High-throughput experiments have revealed thousands of regulatory and protein-protein interactions that occur in the cells of present-day species. To understand why these interactions take place, it is necessary to view them from an evolutionary perspective. In analogy with ancestral genome reconstruction
[
1], we consider the problem of predicting the topology of the common ancestor of pathways, complexes, or regulatory programs present in multiple extant species.

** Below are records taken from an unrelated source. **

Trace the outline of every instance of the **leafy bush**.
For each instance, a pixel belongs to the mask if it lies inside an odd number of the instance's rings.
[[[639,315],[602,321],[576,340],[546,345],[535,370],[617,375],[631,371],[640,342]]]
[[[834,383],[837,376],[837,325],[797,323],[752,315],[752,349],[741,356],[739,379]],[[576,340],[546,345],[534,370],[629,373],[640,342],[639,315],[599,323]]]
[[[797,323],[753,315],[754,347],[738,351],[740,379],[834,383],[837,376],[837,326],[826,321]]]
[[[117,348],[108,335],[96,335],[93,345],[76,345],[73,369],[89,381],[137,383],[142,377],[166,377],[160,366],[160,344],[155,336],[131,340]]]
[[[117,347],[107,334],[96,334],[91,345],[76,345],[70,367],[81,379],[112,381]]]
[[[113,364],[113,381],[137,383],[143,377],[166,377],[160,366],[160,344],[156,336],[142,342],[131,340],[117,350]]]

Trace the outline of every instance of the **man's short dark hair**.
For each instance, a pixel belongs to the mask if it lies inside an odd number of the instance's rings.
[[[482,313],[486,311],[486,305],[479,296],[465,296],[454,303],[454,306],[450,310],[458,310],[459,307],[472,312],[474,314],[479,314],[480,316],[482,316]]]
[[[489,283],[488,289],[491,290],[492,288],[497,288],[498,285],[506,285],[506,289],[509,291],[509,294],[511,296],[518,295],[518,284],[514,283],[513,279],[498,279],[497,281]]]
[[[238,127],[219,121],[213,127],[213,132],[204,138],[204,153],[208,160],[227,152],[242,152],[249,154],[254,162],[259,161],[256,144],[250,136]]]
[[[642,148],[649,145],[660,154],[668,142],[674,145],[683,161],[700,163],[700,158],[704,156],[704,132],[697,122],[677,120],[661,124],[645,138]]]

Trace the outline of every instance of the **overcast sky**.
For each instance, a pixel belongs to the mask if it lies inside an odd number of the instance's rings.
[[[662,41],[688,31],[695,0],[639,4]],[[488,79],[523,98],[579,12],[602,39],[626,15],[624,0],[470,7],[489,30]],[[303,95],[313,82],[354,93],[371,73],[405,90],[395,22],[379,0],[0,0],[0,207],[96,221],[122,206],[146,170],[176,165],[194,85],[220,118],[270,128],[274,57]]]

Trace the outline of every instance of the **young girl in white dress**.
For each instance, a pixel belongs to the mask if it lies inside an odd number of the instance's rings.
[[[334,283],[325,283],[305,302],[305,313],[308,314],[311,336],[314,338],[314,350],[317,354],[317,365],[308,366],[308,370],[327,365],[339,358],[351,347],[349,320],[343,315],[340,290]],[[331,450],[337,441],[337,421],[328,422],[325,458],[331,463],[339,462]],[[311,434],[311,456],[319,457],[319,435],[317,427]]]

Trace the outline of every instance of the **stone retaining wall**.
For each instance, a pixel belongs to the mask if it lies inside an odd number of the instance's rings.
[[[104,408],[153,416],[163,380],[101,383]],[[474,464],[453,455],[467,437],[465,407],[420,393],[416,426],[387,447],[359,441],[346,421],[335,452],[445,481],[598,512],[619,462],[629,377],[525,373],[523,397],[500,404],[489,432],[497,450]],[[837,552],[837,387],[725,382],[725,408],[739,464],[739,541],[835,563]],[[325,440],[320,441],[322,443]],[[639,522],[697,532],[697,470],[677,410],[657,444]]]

Reconstructing plausible ancestral networks can help answer many natural questions about how present-day networks have evolved. For example, joint histories can be used to compare the conservation and the route to divergence of corresponding processes in two species. This allows us to more finely quantify how modularity has changed over time
[
2] and how interactions within a protein complex may have reconfigured across species starting from a single shared state
[
3]. Such analysis can also be integrated to develop better network alignment algorithms and better network-based phylogenies
[
4-
8], and it can be used to study robustness and evolvability
[
9-
11]. Further, inferred changes in metabolic networks can be linked to changes in the biochemical environment in which each species has evolved, and this can reveal novel mechanisms of ecological adaptation
[
12,
13]. Finally, comparing network histories inferred using different model parameters can be used to estimate the likelihoods of various evolutionary events
[
14,
15].
There has been some recent work on reconstructing ancestral interactions. Gibson and Goldberg
[
16] presented a framework for estimating ancestral protein interaction networks that handles gene duplication and interaction loss using gene trees reconciled against a species phylogeny. However, their approach assumes that interaction losses occur immediately after duplication and does not support interaction gain outside of gene duplication. These assumptions are limiting because interaction loses may occur well after duplication, and independent gains are believed to occur at non-trivial rates
[
17]. Dutkowski and Tiuryn
[
6] provided a probabilistic method for inferring ancestral interactions with the goal of improved network alignment. Their approach is based on constructing a Bayesian network with a tree topology where binary random variables represent existence or non-existence of potential interactions. A similar graphical model was proposed by Pinney et al.
[
18], who applied it to inferring ancestral interactions between bZIP proteins. In the former method, interaction addition and deletion is assumed to occur only immediately following a duplication or speciation event. Further, both methods assume the relative ordering of duplication events is known even between events in unrelated homology groups. Pinney et al.
[
18] also explore a parsimony-based approach
[
19] and find it to work well; however, it too assumes a known ordering of unrelated duplication events. The main drawback of these approaches is that the assumed ordering comes from sequence-derived branch lengths, which do not necessarily agree with rates that would be estimated based on network evolution
[
20]. This motivates an approach such as we describe below that does not use branch lengths as input.
Zhang and Moret
[
20,
21] use a maximum-likelihood method to reconstruct ancestral regulatory networks as a means to improve estimation of regulatory networks in extant species. Mithani et al.
[
22] study the evolution of metabolic networks, but they only model the gain and loss of interactions amongst a fixed set of metabolites, whereas we also consider node duplication and loss encoded by a tree. Navlakha and Kingsford
[
15] present greedy algorithms for finding high-likelihood ancestral networks under several assumed models of network growth. They applied these methods to a yeast protein interaction network and a social network to estimate relative arrival times of nodes and interactions and found that the inferred histories matched many independently studied properties of network growth. This attests to the feasibility of using networks to study evolution. The authors, however, only consider a single network at a time, and there is no guarantee that independent reconstruction of two networks will converge to a common ancestor.
Here, we introduce a combinatorial framework for representing histories of network evolution that can encode gene duplication, gene loss, interaction gain and interaction loss at arbitrary times and does not assume a known total ordering of duplication events. We show that almost parsimonious histories of interaction gain and loss can be computed in practice quickly given a duplication history. In simulated settings, we show that these parsimonious histories can be used to accurately reconstruct a common ancestral regulatory network of two extant regulatory networks. We also show that our approach can infer, with high accuracy, the interactions among the bZIP family of proteins in several ancestral organisms.